After finishing the preprocessing, the curated list of sequence features is processed to a PostScript© output file that can either be obtained directly or, as the final step, can be converted to the graphics format chosen by the user (Figs. 2, 3). The resulting image file is available for download from the server for 3 days.
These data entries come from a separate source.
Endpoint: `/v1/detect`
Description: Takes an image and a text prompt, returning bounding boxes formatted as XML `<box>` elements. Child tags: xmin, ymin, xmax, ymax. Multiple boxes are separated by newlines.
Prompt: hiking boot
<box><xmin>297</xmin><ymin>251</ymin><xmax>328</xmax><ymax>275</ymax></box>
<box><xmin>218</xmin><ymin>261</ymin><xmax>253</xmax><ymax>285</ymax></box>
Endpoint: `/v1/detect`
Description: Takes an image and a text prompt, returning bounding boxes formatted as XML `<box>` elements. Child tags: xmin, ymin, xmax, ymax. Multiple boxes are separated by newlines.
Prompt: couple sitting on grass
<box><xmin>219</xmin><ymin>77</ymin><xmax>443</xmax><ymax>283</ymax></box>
If desired, the PostScript© output file can be manually modified (e.g., to include additional features, labels) by importing it into PostScript© editor software (like Adobe Illustrator or the freeware tool Inkscape: http://www.inkscape.org/). However, for routine applications this will not be necessary.
Nomenclature conventions
According to the existing nomenclature conventions, the names of organelle-encoded genes are composed of three lowercase letters defining the protein or protein complex followed by an upper case letter or an Arabic numeral defining the subunit encoded by the specific gene. For example, the plastid gene psbA is specified as a photosystem II subunit by the abbreviation psb, whereas A denotes the gene product as the reaction center protein D1. Similarly, rps12 is composed of the three-letter abbreviation for the ribosomal proteins of the small subunit and the number of the subunit (S12). These nomenclature conventions are usually correctly applied to protein-coding genes in GenBank entries of plastid and mitochondrial genomes. However, they are unfortunately not generally obeyed in the case of RNA genes, such as transfer RNA (tRNA) and ribosomal RNA (rRNA) genes. Screening through GenBank entries, we have found a great variety of different gene name formats for such non-protein-coding genes. For example, the tRNA for tryptophan can be found annotated as ‘tRNA-Trp (UGG)’ or ‘tRNA-Trp anticodon: UGG’ or ‘tRNA-Trp codon recognized: UGG’, just to name a few of the many different names used. To unify the naming of tRNA genes and provide the shortest possible yet unambiguous description, OGDRAW applies the following format: trn(AMINOACID ONE-LETTER CODE)-(ANTICODON). Thus, the tRNA for alanine with the anticodon UGC is named trnA-UGC. Analogously, the denomination rrn(SIZE IN SVEDBERG UNITS) is used to specify rRNA genes (e.g., rrn16 for the 16S ribosomal RNA). Many of the organellar genomes deposited recently in GenBank already follow these guidelines. In all other cases, the ‘tidy-up’ option can be activated, and OGDRAW will then try to reformat the names to match the above format. Alternatively, the GenBank entry can be edited manually to correct odd gene names (see subsequently, and Figs. 2, 3).
Use of the program
The OGDRAW webtool providing a simple-to-use interface and additional information for the user is available at the following URL: http://ogdraw.mpimp-golm.mpg.de/. The successful use of OGDRAW requires no special knowledge and is largely self-explanatory. The program offers extremely simple and user-friendly input options. All input information required is entered in just two simple screens: (1) a first screen to enter either a GenBank accession number or upload a file and (2) a second screen allowing the user to define the desired output options (Fig. 1). The program’s output is highly customizable with respect to the features to be included in the map (e.g., gene classes, restriction enzyme cleavage sites, inverted repeat regions, GC content graph) as well as the output file type (Fig. 1). Useful standard features are activated by default so that an off-the-shelf map can be created directly by a single click on the ‘Create map’ button (Fig. 1). In addition to the PostScript© vector image format, OGDRAW offers an array of raster image formats (TIFF, JPEG, GIF and PNG) and also allows the user to choose the desired resolution. A 600 dpi high-resolution publishing quality map is usually computed in just a few seconds.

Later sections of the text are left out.